Subtly, I watch his every move as he gets settled.

Ninety seconds later the train pulls out. I think of the gun in my waist. Acting natural, I return my attention to my iPad. After ten minutes or so more of poring over my maps and notes, I close the iPad and return it to my briefcase.

I glance at Dome-Head. He’s reading his paper. I turn and look out the window at the passing countryside keeping him in my peripheral vision. The green fields gliding by seem endless. They’re dotted with farmhouses adjacent to the parcels being cultivated. Interfering with nature at one long stretch are power lines running adjacent to the rails. Thirty minutes in we pass a turbine farm so vast I can’t see where it ends, harnessing wind for energy.

There it is. I feel it in my gut, in my balls, Dome-Head just glanced at me. How could he possibly be following me? When—literally—I have no idea whose phone I’m even using?

Only Carolyn and those managing the jet know I’m on my way to Rotterdam.

Frederick?

I shake my head, giving myself a “snap the fuck out of it.” There’s no way this guy can possibly be tailing me.

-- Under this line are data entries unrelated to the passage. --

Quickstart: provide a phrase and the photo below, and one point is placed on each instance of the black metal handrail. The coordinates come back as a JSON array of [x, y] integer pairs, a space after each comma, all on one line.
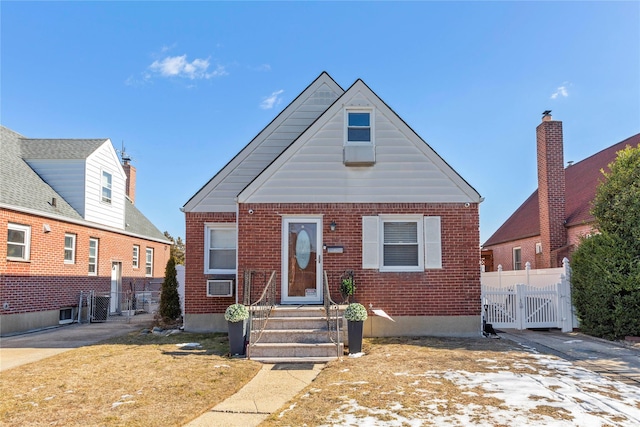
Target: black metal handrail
[[259, 312], [333, 316]]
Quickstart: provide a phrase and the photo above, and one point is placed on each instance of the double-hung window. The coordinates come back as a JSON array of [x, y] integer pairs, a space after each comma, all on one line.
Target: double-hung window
[[359, 149], [69, 248], [358, 126], [401, 243], [136, 256], [106, 187], [220, 249], [149, 263], [93, 257], [517, 258], [18, 242]]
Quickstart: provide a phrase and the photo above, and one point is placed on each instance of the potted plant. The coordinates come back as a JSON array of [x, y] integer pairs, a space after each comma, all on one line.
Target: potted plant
[[355, 314], [235, 315], [347, 286]]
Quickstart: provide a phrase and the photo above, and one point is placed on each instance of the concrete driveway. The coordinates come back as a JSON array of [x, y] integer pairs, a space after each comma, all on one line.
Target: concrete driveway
[[617, 361]]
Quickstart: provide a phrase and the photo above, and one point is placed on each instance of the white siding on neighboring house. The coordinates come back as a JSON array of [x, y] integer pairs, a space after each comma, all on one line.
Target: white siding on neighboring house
[[406, 169], [219, 195], [66, 177], [105, 159]]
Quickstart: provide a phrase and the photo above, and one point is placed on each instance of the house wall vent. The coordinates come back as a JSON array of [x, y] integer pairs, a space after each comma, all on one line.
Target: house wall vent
[[219, 288]]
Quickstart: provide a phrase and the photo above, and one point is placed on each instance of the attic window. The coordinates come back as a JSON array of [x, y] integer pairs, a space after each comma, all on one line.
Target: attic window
[[359, 147], [359, 127], [106, 187]]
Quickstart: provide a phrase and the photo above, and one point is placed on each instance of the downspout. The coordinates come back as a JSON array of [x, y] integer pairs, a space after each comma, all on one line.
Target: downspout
[[237, 251]]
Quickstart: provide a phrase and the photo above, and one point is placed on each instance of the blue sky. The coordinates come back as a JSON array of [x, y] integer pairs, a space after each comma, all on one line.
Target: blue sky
[[185, 85]]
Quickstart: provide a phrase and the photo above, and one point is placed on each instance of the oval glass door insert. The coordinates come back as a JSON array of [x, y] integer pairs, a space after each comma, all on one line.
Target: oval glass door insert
[[303, 249]]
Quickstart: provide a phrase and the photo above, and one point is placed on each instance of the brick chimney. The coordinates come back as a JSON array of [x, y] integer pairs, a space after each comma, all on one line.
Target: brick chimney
[[551, 188], [130, 172]]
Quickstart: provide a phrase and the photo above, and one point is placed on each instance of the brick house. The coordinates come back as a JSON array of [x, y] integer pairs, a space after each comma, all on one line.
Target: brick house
[[548, 226], [67, 208], [338, 181]]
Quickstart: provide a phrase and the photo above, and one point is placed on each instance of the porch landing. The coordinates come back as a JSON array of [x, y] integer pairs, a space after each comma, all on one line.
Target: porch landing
[[298, 333]]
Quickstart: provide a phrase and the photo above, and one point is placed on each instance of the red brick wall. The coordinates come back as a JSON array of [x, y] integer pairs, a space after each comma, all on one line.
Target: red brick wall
[[45, 282], [453, 290], [551, 189], [196, 300]]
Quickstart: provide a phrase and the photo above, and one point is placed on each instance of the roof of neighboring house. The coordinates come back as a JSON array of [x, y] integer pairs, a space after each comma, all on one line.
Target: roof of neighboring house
[[581, 181], [23, 189]]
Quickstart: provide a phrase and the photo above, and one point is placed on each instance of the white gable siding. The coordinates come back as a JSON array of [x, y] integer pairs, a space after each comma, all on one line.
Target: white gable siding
[[220, 194], [104, 158], [66, 177], [406, 170]]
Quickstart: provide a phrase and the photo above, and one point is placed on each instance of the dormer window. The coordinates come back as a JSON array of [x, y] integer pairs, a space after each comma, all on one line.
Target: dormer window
[[359, 127], [359, 147], [106, 187]]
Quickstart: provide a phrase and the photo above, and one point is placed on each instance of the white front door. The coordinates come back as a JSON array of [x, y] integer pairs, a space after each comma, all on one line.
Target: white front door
[[116, 286], [302, 260]]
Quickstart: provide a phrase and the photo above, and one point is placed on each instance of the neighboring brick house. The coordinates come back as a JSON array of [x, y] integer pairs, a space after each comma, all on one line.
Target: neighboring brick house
[[337, 181], [548, 226], [70, 226]]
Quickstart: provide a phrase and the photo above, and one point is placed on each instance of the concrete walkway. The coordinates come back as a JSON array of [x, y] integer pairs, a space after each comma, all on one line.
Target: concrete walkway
[[615, 360], [269, 390]]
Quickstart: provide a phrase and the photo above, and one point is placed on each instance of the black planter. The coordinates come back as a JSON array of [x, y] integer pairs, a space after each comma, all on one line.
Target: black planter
[[236, 337], [354, 329]]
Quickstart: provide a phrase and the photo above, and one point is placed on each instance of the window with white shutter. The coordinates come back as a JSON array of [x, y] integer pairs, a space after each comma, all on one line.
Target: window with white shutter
[[401, 242]]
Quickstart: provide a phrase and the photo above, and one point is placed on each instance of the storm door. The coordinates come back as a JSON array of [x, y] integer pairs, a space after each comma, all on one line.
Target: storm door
[[302, 260]]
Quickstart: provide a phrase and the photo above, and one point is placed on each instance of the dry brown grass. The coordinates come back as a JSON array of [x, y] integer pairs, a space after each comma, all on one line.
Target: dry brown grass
[[392, 376], [137, 380]]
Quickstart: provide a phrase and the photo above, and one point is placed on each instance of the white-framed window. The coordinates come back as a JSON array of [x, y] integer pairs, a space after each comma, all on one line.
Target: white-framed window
[[148, 272], [69, 248], [93, 256], [401, 242], [220, 248], [517, 258], [136, 256], [106, 187], [359, 126], [18, 242]]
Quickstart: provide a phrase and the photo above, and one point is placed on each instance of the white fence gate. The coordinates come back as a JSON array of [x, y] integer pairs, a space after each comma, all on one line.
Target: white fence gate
[[528, 298]]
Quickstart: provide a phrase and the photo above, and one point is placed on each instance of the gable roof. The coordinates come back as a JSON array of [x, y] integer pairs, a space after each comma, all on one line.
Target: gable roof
[[22, 189], [438, 182], [220, 192], [581, 181]]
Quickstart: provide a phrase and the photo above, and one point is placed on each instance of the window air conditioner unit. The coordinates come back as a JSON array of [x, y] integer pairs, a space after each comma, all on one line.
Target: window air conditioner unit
[[219, 288]]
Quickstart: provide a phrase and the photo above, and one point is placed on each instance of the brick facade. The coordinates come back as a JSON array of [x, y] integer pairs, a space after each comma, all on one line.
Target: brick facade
[[45, 282], [453, 290]]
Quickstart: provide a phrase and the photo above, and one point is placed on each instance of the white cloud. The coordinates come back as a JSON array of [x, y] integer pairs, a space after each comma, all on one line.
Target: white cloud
[[179, 66], [272, 100], [561, 91]]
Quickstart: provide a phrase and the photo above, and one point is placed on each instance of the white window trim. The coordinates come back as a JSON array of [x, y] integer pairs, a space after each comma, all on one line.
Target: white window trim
[[429, 242], [418, 219], [207, 235], [72, 248], [371, 112], [26, 229], [102, 186], [96, 263], [148, 265], [135, 262], [513, 252]]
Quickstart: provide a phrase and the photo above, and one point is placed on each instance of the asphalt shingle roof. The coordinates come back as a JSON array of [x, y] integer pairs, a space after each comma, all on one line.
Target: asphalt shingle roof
[[581, 181], [21, 187]]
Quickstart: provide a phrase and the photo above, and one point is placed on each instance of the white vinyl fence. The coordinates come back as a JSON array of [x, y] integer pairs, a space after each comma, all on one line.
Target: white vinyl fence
[[523, 299]]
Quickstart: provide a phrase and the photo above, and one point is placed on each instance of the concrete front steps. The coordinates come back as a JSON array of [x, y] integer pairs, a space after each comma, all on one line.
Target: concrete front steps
[[295, 334]]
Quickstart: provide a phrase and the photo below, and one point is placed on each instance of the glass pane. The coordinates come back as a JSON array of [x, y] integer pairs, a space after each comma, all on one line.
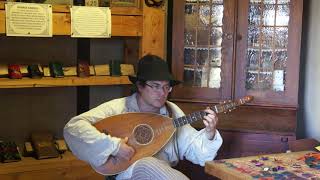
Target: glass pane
[[254, 15], [216, 36], [215, 77], [282, 16], [267, 45], [217, 15], [253, 59], [269, 1], [283, 1], [190, 9], [266, 60], [188, 76], [204, 15], [190, 37], [255, 1], [217, 1], [267, 37], [252, 80], [253, 37], [265, 80], [203, 36], [215, 57], [203, 41], [198, 79], [281, 57], [202, 56], [190, 21], [269, 15], [281, 37], [189, 56]]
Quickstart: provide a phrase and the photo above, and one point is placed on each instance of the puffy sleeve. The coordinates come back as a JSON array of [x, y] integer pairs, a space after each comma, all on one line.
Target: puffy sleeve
[[85, 141]]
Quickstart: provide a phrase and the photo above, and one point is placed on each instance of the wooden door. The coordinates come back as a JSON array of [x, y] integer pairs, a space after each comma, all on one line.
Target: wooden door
[[202, 49], [268, 51]]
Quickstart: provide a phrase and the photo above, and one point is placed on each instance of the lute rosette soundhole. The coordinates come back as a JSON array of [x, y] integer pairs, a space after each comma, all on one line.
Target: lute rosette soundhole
[[143, 134]]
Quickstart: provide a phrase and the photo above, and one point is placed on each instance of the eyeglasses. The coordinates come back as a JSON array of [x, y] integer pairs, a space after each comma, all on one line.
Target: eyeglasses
[[157, 87]]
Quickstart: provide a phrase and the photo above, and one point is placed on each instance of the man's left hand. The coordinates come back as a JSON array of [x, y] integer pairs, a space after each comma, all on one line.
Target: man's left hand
[[210, 121]]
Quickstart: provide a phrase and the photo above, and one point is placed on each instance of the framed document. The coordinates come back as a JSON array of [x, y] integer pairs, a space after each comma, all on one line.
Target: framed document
[[125, 3], [28, 19]]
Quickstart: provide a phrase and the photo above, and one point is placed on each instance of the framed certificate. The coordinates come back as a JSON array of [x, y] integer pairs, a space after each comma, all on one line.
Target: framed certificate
[[125, 3]]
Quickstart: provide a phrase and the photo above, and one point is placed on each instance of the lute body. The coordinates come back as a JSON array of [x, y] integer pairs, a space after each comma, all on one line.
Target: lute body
[[148, 132]]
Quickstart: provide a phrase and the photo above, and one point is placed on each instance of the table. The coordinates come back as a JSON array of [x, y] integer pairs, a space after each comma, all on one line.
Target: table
[[293, 165]]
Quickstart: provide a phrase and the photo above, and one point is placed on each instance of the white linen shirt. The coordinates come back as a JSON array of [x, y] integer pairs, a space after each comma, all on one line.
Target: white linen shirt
[[94, 147]]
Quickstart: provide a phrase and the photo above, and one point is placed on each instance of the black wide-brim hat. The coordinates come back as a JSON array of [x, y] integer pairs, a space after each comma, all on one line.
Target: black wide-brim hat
[[153, 68]]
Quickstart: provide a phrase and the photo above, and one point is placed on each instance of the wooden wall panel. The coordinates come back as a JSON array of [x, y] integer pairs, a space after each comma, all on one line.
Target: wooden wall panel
[[153, 31]]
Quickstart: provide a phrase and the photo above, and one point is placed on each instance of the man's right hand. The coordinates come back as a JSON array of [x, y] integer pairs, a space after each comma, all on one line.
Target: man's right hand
[[125, 151]]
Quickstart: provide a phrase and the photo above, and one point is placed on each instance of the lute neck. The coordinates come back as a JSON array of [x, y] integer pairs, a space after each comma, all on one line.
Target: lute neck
[[199, 115]]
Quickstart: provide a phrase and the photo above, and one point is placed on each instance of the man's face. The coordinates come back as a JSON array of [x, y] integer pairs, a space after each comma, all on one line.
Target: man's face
[[155, 93]]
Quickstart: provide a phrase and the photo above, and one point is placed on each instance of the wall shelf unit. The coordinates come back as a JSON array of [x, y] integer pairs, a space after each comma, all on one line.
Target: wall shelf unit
[[125, 22], [65, 81]]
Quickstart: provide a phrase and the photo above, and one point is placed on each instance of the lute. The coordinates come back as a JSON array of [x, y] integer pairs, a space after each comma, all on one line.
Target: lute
[[149, 132]]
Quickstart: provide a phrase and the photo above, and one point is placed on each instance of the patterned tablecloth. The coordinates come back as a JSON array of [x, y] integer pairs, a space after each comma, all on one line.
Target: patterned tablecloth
[[294, 165]]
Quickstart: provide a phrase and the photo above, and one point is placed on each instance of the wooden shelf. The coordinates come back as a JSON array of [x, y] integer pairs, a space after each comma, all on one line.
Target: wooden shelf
[[65, 81], [67, 167], [125, 21]]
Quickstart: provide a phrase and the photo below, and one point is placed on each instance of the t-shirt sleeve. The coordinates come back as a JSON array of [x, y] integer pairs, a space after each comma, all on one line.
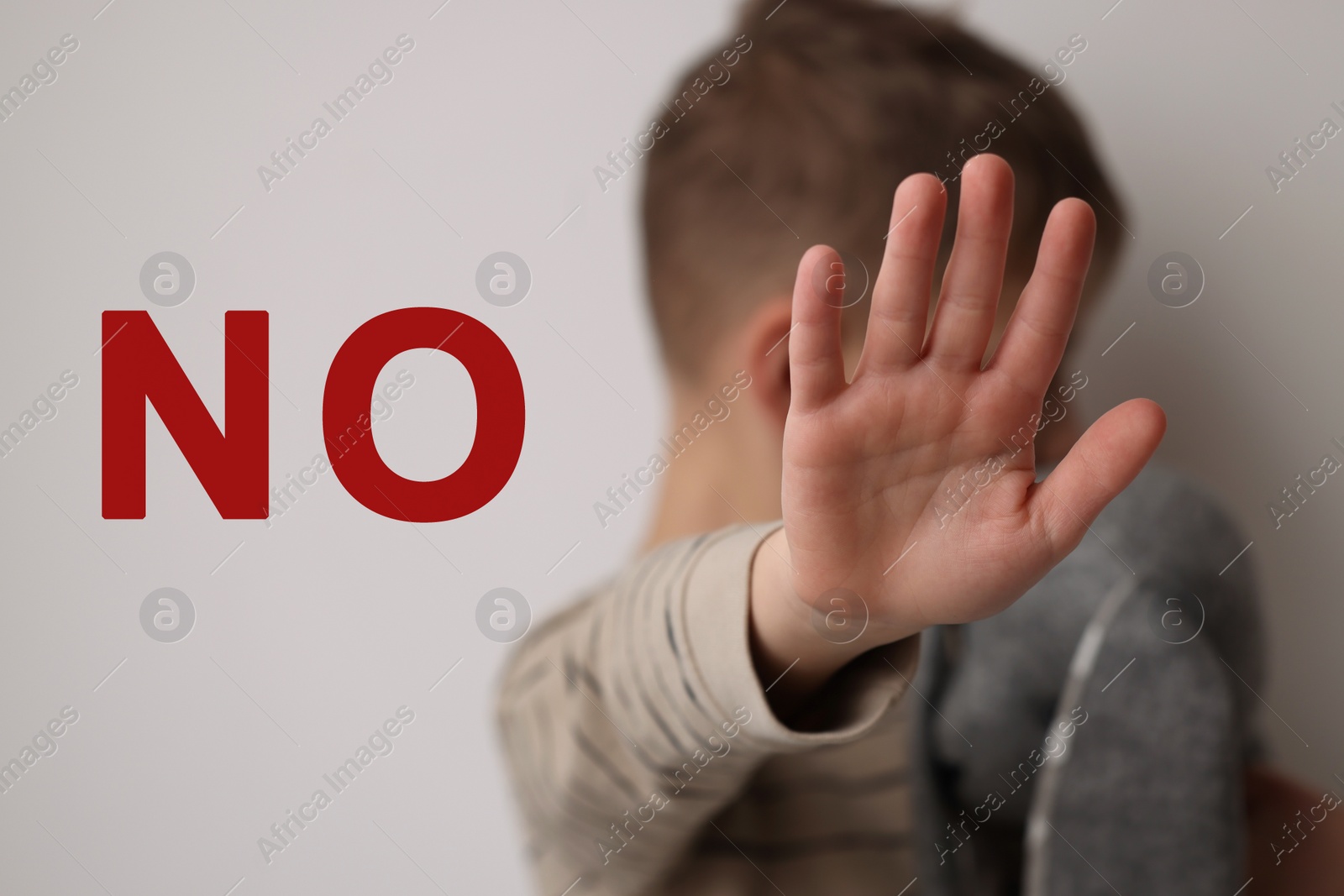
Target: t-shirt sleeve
[[636, 716]]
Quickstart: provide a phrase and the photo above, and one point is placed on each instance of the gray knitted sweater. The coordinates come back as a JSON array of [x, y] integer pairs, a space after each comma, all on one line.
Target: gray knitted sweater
[[1092, 738]]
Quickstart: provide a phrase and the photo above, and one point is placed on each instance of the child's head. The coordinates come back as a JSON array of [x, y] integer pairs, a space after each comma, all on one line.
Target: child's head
[[799, 132]]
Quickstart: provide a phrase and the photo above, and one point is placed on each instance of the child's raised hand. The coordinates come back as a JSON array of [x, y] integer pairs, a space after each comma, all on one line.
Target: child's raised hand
[[870, 466]]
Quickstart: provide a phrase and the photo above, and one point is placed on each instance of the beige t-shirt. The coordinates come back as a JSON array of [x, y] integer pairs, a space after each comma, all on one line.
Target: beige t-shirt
[[645, 757]]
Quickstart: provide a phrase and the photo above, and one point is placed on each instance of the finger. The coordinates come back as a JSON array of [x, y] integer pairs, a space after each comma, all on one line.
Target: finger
[[1099, 468], [900, 311], [974, 275], [816, 365], [1038, 332]]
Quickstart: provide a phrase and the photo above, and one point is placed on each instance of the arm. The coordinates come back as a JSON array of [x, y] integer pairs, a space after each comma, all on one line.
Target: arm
[[635, 718], [669, 671]]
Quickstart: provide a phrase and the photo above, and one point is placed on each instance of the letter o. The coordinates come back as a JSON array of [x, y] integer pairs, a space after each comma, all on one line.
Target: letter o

As we’re rolling into the stop for The Hague, I decide to play a little game just to give myself piece of mind.

When the doors open, I don’t move. After about twenty seconds I act as if I’m just realizing this is my stop. Hastily I start gathering my things. My stomach almost drops out of my body when Dome-Head casually stands up, folds his paper, and heads to the open door by him.

No.

How is this possible?

At the last second I act again. I pretend I’m confused when I see the platform sign “Den Haag,” as if I made the wrong decision to get off at this stop after all. I make the move back to my seat. I glance in the direction of my fellow passenger. Sensing I’m possibly onto him, he hesitates. Then, gets off.

I watch him. Not twenty feet away from the train, he takes out his phone, dials someone, puts it to his ear, and looks back.